New PH Red Cross lab to boost testing for coronavirus
MANILA, Philippines — The country’s testing capacity for the new coronavirus disease (COVID-19) is expected to expand after the Philippine Red Cross formally opened on Saturday a molecular laboratory that can process up to 14,000 samples in a day.
The new facility, located at the Red Cross’ former headquarters at Port Area, Manila, is equipped with seven RNA extractor machines (pertaining to the coronavirus strand ribonucleic acid) and 14 polymerase chain reaction (PCR) machines used in the so-called gold standard in coronavirus testing.
Each automated machine can process up to 1,000 swab samples a day. These same machines could also be used to detect other illnesses like tubercolosis, hepatitis and leukemia, as well as the Zika virus borne by mosquitoes and the human immunodeficiency virus.
Former Health Secretary Paulyn Ubial, who is in charge of PCR’s laboratories, said the total cost of processing a swab sample amounts to at least P3,500.
This is still significantly lower compared to testing at other laboratories, she said.
Results can be released in 24 to 72 hours.
Over 18,000 specimens have been tested at the Manila laboratory since it was accredited by the Department of Health (DOH) on May 15, Ubial said, adding that the highest number of samples processed by the Red Cross in one day was 6,000.
Sen. Richard Gordon, chair and CEO of the Red Cross, said in an interview that the aim is to test 1.7 million people in the National Capital Region, or about 13 percent of Metro Manila’s total population of 12.9 million.
Gordon cited the World Health Organization’s recommendation that countries should test 13 percent of their population—which means the Philippines needs to test 14 million of its almost 110 million people.
In contrast, the government has targeted to test 1 percent of the population by the end of July. As of last week, 609,327 have been tested, according to the DOH data.
The same data shows an average of 12,000 to 14,000 tests conducted daily, as opposed to the DOH’s target goal of 30,000.
Gordon said that “theoretically we can finish Metro Manila in 50 days. This is the epicenter and if we [hit the target number] the [transmission] will be lessened.”
The Red Cross is also looking to ramp up testing in Cebu province due to the mounting number of cases in the area.
“We want to lessen the stress of the people,” Gordon said.
The Red Cross’ Port Area laboratory, which runs for 24 hours, is its third and the largest so far in the country.
Gordon said the Research Institute of Tropical Medicine (RITM) in Muntinlupa is the second largest laboratory. It has a testing capacity of 3,800 a day, but Gordon said it only tests 800 people daily.

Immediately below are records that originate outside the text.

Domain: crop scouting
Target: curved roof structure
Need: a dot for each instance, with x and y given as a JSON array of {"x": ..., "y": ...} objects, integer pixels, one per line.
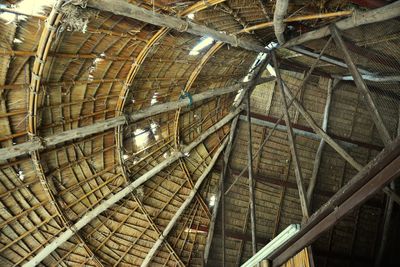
[{"x": 127, "y": 129}]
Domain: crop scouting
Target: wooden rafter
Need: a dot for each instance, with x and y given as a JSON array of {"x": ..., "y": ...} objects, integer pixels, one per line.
[
  {"x": 125, "y": 9},
  {"x": 21, "y": 149},
  {"x": 357, "y": 19}
]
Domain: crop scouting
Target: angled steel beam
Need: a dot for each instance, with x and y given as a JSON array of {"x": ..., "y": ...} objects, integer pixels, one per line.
[
  {"x": 361, "y": 85},
  {"x": 126, "y": 9},
  {"x": 183, "y": 207},
  {"x": 89, "y": 216},
  {"x": 372, "y": 178},
  {"x": 292, "y": 145}
]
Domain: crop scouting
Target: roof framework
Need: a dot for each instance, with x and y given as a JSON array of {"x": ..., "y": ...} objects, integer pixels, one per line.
[{"x": 111, "y": 134}]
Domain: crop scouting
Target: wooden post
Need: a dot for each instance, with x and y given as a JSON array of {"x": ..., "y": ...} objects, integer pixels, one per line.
[
  {"x": 251, "y": 181},
  {"x": 297, "y": 18},
  {"x": 376, "y": 117},
  {"x": 183, "y": 207},
  {"x": 318, "y": 155},
  {"x": 126, "y": 9},
  {"x": 357, "y": 19},
  {"x": 103, "y": 206},
  {"x": 219, "y": 198}
]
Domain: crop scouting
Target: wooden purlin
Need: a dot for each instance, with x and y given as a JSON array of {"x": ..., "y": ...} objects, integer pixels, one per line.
[
  {"x": 43, "y": 49},
  {"x": 121, "y": 102},
  {"x": 291, "y": 143},
  {"x": 187, "y": 88}
]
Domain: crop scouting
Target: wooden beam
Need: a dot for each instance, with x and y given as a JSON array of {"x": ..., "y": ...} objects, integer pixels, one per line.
[
  {"x": 292, "y": 145},
  {"x": 38, "y": 144},
  {"x": 372, "y": 178},
  {"x": 219, "y": 196},
  {"x": 299, "y": 129},
  {"x": 361, "y": 85},
  {"x": 103, "y": 206},
  {"x": 357, "y": 19},
  {"x": 126, "y": 9},
  {"x": 298, "y": 18},
  {"x": 183, "y": 207},
  {"x": 318, "y": 155}
]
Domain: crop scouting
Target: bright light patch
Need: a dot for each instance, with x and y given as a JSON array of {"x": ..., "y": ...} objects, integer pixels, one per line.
[
  {"x": 204, "y": 42},
  {"x": 29, "y": 7},
  {"x": 21, "y": 175}
]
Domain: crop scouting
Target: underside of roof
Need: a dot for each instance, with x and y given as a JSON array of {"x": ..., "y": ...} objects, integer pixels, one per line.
[{"x": 126, "y": 142}]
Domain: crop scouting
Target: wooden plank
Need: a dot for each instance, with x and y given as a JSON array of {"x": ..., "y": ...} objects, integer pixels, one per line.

He also pointed out that while RITM’s PCR machines are manually operated, the Red Cross machines are automated.
The DOH has so far accredited 68 testing laboratories in the country, including the Red Cross’ Port Area laboratory.
Gordon said the Red Cross is opening more facilities in Laguna, Batangas, Cebu, Bacolod and Cagayan de Oro, apart from the laboratories already in operation in Clark and Subic.
The senator pointed out the Port Area lab’s testing capacity of 14,000 daily and the Mandaluyong laboratory’s testing capacity of 8,000 daily. This gives the two labs run by the Red Cross a combined testing capacity of 22,000 daily, he said.
Despite that capacity, the Mandaluyong laboratory has only been testing 2,600 a day, Gordon said, adding that around 2,000 to 3,000 samples are sent daily by the local governments as well as by private institutions.
Gordon called on Interior Secretary Eduardo Año and the local governments “to have people to be tested.’’
“If [we do this], there will be less people who will get sick of COVID-19 and more people can go back to work,’’ the senator said.